I thoroughly enjoyed the writing and storytelling of LET'S GO SWIMMING ON DOOMSDAY. Ms. Anderson has an ear for cadence and a fine sense for apt descriptions within her lean style. She places you inside a sixteen-year-old Somalia boy floating beneath the sparkling ocean right at the start, and you’re immediately comfortable. At first, I was put off by her jumbled timelines but everything worked out in the end. I may have chosen differently but every author is allowed to tell their story in their own way.
Abdi, the main character, who is caught between numerous contradictory sides, is attractive and compelling. He is flawed and often at a loss but he is ever insightful, charming and understandable. Part of what I enjoyed about Abdi was that his solutions for his dilemmas were always suited to his age and experience; by that I mean, they were seldom the finest, but he worked tirelessly with them anyway.
The flavors of the local culture, foods and languages, and the messy political realities of daily life in modern Somalia and neighboring Kenya, were great strengths in the book. Ms. Anderson does an admirable job of submerging you into the local life and dangers of today’s Mogadishu. At the same time, she stays painfully true to the irritations and fears, awkward social skills and indecisions of an actual sixteen-year-old fugitive at the crossroads of his life. In other words, Abdi is always Abdi and never some author’s construct.

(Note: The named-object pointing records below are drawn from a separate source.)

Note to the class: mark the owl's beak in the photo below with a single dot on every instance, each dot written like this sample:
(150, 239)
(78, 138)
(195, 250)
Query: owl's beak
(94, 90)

The story keeps the readers on their toes as it takes many twists and turns before finally resolving itself. The book is gritty and doesn’t shy away from the uncomfortable darkness of extremism or the amorality of foreign entanglements. Lives are disrupted, innocents abused and families destroyed. People die. The novel is by no means an easy read, but I think it is a work well worth your time.
I recommend LET'S GO SWIMMING ON DOOMSDAY.